【问题标题】:How to Connect to AWS Emr Notebook with Airflow如何使用 Airflow 连接到 AWS Emr Notebook
【发布时间】:2021-12-13 08:10:43
【问题描述】:

我想将我的气流连接到集群上运行的 Emr Notebook,目前我已成功连接到 AWS EMR 集群,但我无法连接到笔记本,请帮忙。

在下面的代码中,我正在将一些文件加载​​到 s3 存储桶中,然后我想在我的集群上执行一些我已经完成的步骤功能,但我还想在无法连接的 emr 集群上运行预制笔记本.请帮忙谢谢

from airflow import DAG
from airflow.operators.dummy_operator import DummyOperator
from airflow.hooks.S3_hook import S3Hook
from airflow.operators import PythonOperator
from airflow.contrib.operators.emr_create_job_flow_operator import (
    EmrCreateJobFlowOperator,
)
from airflow.contrib.operators.emr_add_steps_operator import EmrAddStepsOperator
from airflow.contrib.sensors.emr_step_sensor import EmrStepSensor
from airflow.contrib.operators.emr_terminate_job_flow_operator import (
    EmrTerminateJobFlowOperator,
)
# Configurations
BUCKET_NAME = "as*****************"  # replace this with your bucket name
local_data = "./dags/data/movie_review.csv"
s3_data = "data/movie_review.csv"
local_script = "./dags/scripts/spark/random_text_classification.py"
s3_script = "scripts/random_text_classification.py"
s3_clean = "clean_data/"
SPARK_STEPS = [ # Note the params values are supplied to the operator
    {
        "Name": "Move raw data from S3 to HDFS",
        "ActionOnFailure": "CANCEL_AND_WAIT",
        "HadoopJarStep": {
            "Jar": "command-runner.jar",
            "Args": [
                "s3-dist-cp",
                "--src=s3://{{ params.BUCKET_NAME }}/data",
                "--dest=/movie",
            ],
        },
    },
    {
        "Name": "Classify movie reviews",
        "ActionOnFailure": "CANCEL_AND_WAIT",
        "HadoopJarStep": {
            "Jar": "command-runner.jar",
            "Args": [
                "spark-submit",
                "--deploy-mode",
                "client",
                "s3://{{ params.BUCKET_NAME }}/{{ params.s3_script }}",
            ],
        },
    },
    {
        "Name": "Move clean data from HDFS to S3",
        "ActionOnFailure": "CANCEL_AND_WAIT",
        "HadoopJarStep": {
            "Jar": "command-runner.jar",
            "Args": [
                "s3-dist-cp",
                "--src=/output",
                "--dest=s3://{{ params.BUCKET_NAME }}/{{ params.s3_clean }}",
            ],
        },
    },
]

# helper function
def _local_to_s3(filename, key, bucket_name=BUCKET_NAME):
    s3 = S3Hook()
    s3.load_file(filename=filename, bucket_name=bucket_name, replace=True, key=key)
default_args = {
    "owner": "airflow",
    "depends_on_past": True,
    "wait_for_downstream": True,
    "start_date": datetime(2020, 10, 17),
    "email": ["airflow@airflow.com"],
    "email_on_failure": False,
    "email_on_retry": False,
    "retries": 1,
    "retry_delay": timedelta(minutes=5),
}
dag = DAG(
    "spark_submit_airflow",
    default_args=default_args,
    schedule_interval="0 10 * * *",
    max_active_runs=1,
)

start_data_pipeline = DummyOperator(task_id="start_data_pipeline", dag=dag)

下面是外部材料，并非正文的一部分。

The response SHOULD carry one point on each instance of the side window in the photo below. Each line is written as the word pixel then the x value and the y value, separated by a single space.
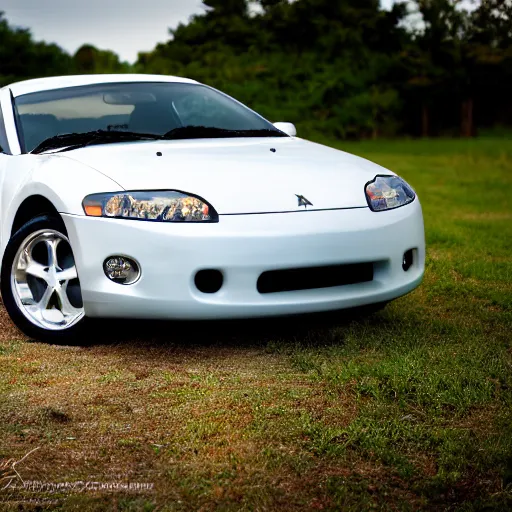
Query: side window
pixel 3 136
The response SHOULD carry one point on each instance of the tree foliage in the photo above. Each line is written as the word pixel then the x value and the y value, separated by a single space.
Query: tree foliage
pixel 345 68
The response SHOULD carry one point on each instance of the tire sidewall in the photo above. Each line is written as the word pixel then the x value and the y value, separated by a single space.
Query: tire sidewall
pixel 41 222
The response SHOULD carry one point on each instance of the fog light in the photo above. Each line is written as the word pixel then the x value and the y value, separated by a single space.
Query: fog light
pixel 408 260
pixel 121 270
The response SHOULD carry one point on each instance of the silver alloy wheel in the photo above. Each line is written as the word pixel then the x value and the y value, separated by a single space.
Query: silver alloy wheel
pixel 44 281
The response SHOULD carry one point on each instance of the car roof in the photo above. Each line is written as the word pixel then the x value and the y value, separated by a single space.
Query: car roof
pixel 59 82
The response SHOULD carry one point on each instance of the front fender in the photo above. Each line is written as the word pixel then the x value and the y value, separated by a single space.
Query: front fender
pixel 63 181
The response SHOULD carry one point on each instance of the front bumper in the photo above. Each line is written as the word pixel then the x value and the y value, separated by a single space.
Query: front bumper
pixel 242 248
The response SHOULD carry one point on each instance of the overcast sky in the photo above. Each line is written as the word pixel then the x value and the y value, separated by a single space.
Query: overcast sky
pixel 125 26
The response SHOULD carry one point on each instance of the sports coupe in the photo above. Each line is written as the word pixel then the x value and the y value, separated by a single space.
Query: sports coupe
pixel 155 197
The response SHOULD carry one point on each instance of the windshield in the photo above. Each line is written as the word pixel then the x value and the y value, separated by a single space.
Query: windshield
pixel 147 108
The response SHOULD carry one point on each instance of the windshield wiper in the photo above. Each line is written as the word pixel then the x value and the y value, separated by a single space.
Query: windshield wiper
pixel 71 141
pixel 207 132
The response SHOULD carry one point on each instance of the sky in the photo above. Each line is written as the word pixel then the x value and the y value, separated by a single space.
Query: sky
pixel 124 26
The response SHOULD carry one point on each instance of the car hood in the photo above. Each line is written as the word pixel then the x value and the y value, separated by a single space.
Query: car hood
pixel 238 176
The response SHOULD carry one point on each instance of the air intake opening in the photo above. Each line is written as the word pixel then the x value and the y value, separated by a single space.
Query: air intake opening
pixel 209 281
pixel 314 277
pixel 408 260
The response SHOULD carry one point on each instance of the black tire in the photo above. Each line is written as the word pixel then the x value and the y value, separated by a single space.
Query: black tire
pixel 69 335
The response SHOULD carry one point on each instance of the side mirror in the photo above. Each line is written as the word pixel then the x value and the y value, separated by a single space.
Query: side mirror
pixel 288 128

data_to_s3 = PythonOperator(
    dag=dag,
    task_id="data_to_s3",
    python_callable=_local_to_s3,
    op_kwargs={"filename": local_data, "key": s3_data,},
)
script_to_s3 = PythonOperator(
    dag=dag,
    task_id="script_to_s3",
    python_callable=_local_to_s3,
    op_kwargs={"filename": local_script, "key": s3_script,},
)

# Add your steps to the EMR cluster
step_adder = EmrAddStepsOperator(
    task_id="add_steps",
    job_flow_id="j-***********", #cluster id
    aws_conn_id="aws_default",
    steps=SPARK_STEPS,
    params={ # these params are used to fill the paramterized values in SPARK_STEPS json
        "BUCKET_NAME": BUCKET_NAME,
        "s3_data": s3_data,
        "s3_script": s3_script,
        "s3_clean": s3_clean,
    },
    dag=dag,
)
last_step = len(SPARK_STEPS) - 1
# wait for the steps to complete
step_checker = EmrStepSensor(
    task_id="watch_step",
    job_flow_id="j-*************",#cluster ID
    step_id="{{ task_instance.xcom_pull(task_ids='add_steps', key='return_value')["
    + str(last_step)
    + "] }}",
    aws_conn_id="aws_default",
    dag=dag,
)

end_data_pipeline = DummyOperator(task_id="end_data_pipeline", dag=dag)

start_data_pipeline >> [data_to_s3, script_to_s3]  >> step_adder >> step_checker >> end_data_pipeline


【问题讨论】:

  • 请提供更多详细信息,您面临哪些错误和阻碍

标签: python apache-spark jupyter-notebook airflow amazon-emr


【解决方案1】:

我认为我们目前还没有用于笔记本电脑的 emr 运算符。

为了运行预制的 emr 笔记本,您可以使用 boto3 emr 客户端的方法 start_notebook_execution 提供预制笔记本的路径。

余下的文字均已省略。